O IPTU no Município de São Paulo subdivide-se em (i) Imposto Predial Urbano, que grava os imóveis construídos, e (ii) Imposto Territorial Urbano, que onera (ii.1) os terrenos sem nenhuma edificação e (ii.2) as parcelas de terreno consideradas não incorporadas à edificação (“excesso de área”), que ocorrem quando as edificações ocupam uma pequena porção do terreno em que se situam. Essa última situação – prevista no artigo 24, inciso III, da Lei paulistana 6.989/66, que institui o sistema tributário do Município (doravante referida como Lei do STM) — é a única hipótese em que ambos os impostos (o predial e o territorial) incidem em conjunto.

Essa lei isenta do imposto predial “os imóveis construídos pertencentes ao patrimônio das agremiações desportivas, efetiva e habitualmente utilizados no exercício de suas atividades, desde que não efetuem venda de ‘poules’ ou talões de apostas” (artigo 18, inciso II, alínea “h”, na redação da Lei municipal 14.865/2008). Trata-se de saber se certas áreas descobertas de clubes, destinadas à prática de esportes como o futebol, o golfe e o hipismo, atendem ao conceito de “imóveis construídos” da regra isentiva. O Fisco paulistano entende que não, para tanto recorrendo ao artigo 3º, inciso X, do Código Municipal de Obras e Edificações (Lei paulistana 16.642/2017), segundo o qual, “para fins de aplicação das disposições deste Código”, define-se como edificação a “obra coberta destinada a abrigar atividade humana ou qualquer instalação, equipamento e material”.

Considerando-as porções não construídas, aloca-as no numerador da fração conducente à apuração do eventual excesso de área (área total dividida pela área construída), o que — a depender da sua extensão e da zona da cidade em que localizado o clube (ver nota 2 supra) — pode levar à incidência ou ao aumento do imposto territorial.

Pois bem: como visto, o Fisco lança mão do Código de Obras e Edificações para definir “edificação” como “obra coberta” e negar a isenção. Contudo, o recurso à analogia — uso de conceito da lei edilícia para definir termo empregado em lei tributária — só teria lugar em caso de lacuna desta última, como decorre do artigo 4º da Lei de Introdução às Normas do Direito Brasileiro e, especificamente em matéria fiscal, do art. 108 do CTN. Ocorre que a Lei do STM não é omissa nesse ponto, como se verifica de seu artigo 4º, que nada diz sobre a necessidade de cobertura: “para os efeitos deste imposto, considera-se construído todo imóvel no qual exista edificação que possa servir para habitação ou para o exercício de quaisquer atividades”.

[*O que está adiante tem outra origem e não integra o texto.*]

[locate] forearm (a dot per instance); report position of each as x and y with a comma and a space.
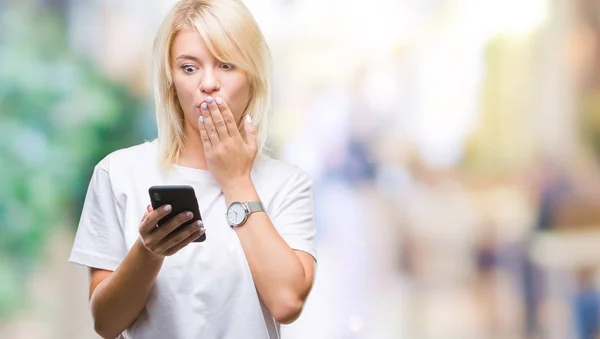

Totalmente dispensável, assim, a remissão ao Código de Obras, sobretudo quando se considera que (i) a definição restritiva de “edificação” que este veicula vale somente “para fins de aplicação das disposições deste Código” (artigo 3º, caput) e que (ii) a sua extensão ao campo tributário levaria à exigência de tributo não previsto em lei, esbarrando na vedação do artigo 108, parágrafo 1º, do CTN.

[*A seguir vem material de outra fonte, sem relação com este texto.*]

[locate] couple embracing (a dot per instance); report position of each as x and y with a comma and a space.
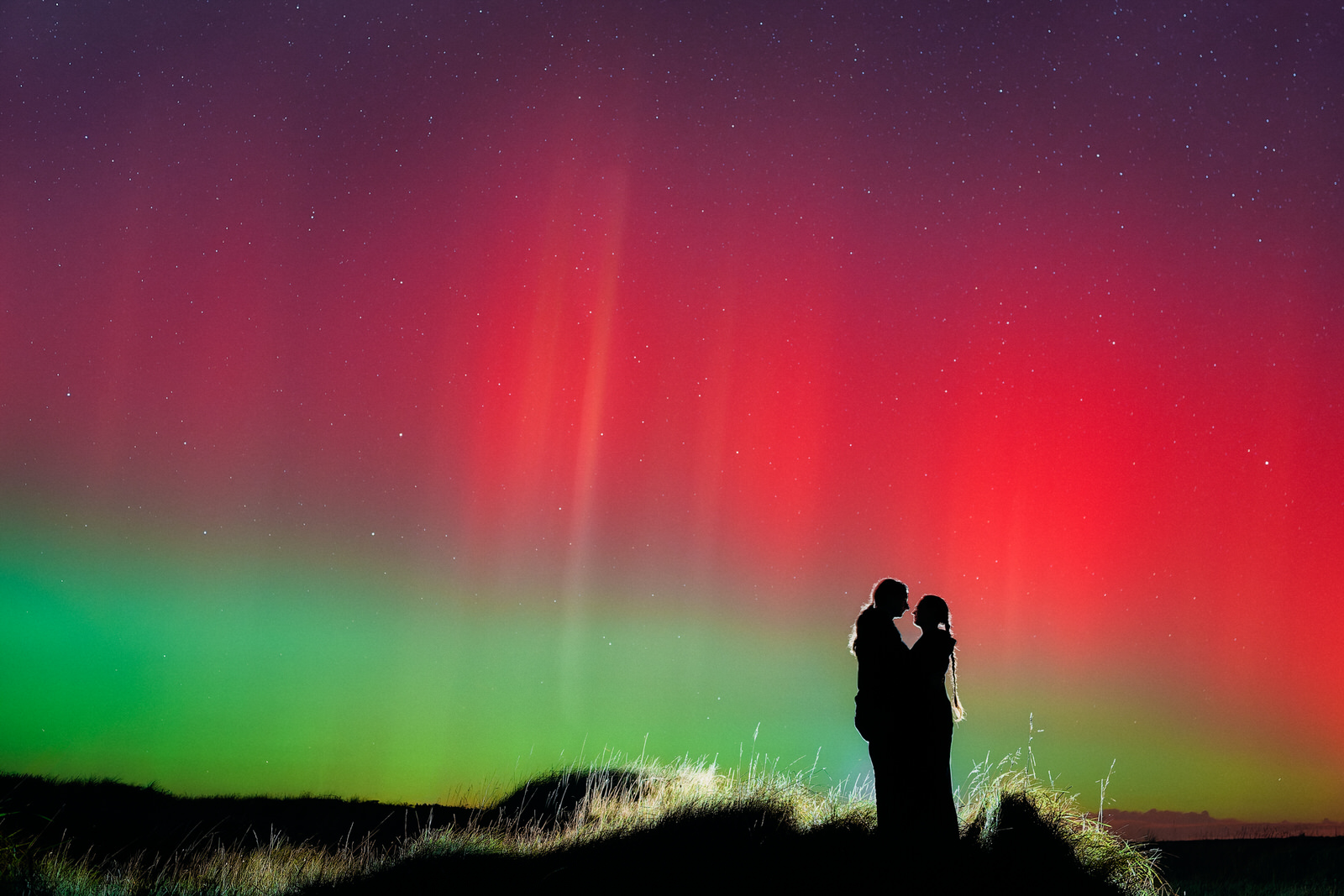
904, 712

Cabe aprofundar este segundo ponto. O conceito de “prédio” (na expressão Imposto Predial e Territorial Urbano), utilizado como sinônimo de “edificação” ou “construção” é técnico, pertencendo ao campo da Engenharia Civil, e também jurídico, vinculando-se ao Direito Civil. No primeiro âmbito, confira-se a NBR 13.531 da Associação Brasileira de Normas Técnicas, que trata da Elaboração de Projetos de Edificações — Atividades Técnicas: “2.1.2. Edificação: Produto constituído por conjunto de elementos definidos e articulados em conformidade com os princípios e as técnicas da arquitetura e da engenharia para, ao integrar a urbanização, desempenhar determinadas funções ambientais em níveis adequados. Exemplos: casas, hospitais, teatros, estações rodoviárias, ferroviárias, aeroportuárias, armazéns, estádios, ruas, avenidas, parques e monumentos”.

Os quatro últimos exemplos evidenciam a desnecessidade de cobertura — e os três últimos dispensam mesmo a verticalidade. Ora bem, as pistas de hipismo descobertas e os campos de futebol e de golfe têm finalidade própria e resultam da cuidadosa articulação de inúmeros elementos construtivos, todos sujeitos a rigorosos padrões de engenharia e de segurança definidos pelos órgãos técnicos e pelas federações estadual, brasileira e internacional dos citados esportes. A sua simplicidade é, portanto, aparente, escondendo estruturas complexas e altamente dispendiosas em sua estruturação e em sua constante manutenção.

Passando agora para o campo jurídico, importa observar que o Código Civil também estende o conceito de construção a obras de engenharia não cobertas, como provam os seus artigos 1.292 e 1.293, que regulam o direito de “construir barragens, açudes” e “canais”. Dessa forma, a manipulação dos conceitos de “prédio”, “edificação” e “construção” pelo legislador ou pelo Fisco municipais, para ampliar o campo de incidência do imposto territorial (ou restringir isenção aplicável ao imposto predial), esbarraria também no artigo 110 do CTN, segundo o qual “a lei tributária não pode alterar a definição, o conteúdo e o alcance de institutos, conceitos e formas de direito privado, utilizados, expressa ou implicitamente, pela Constituição Federal (…) para definir ou limitar competências tributárias”.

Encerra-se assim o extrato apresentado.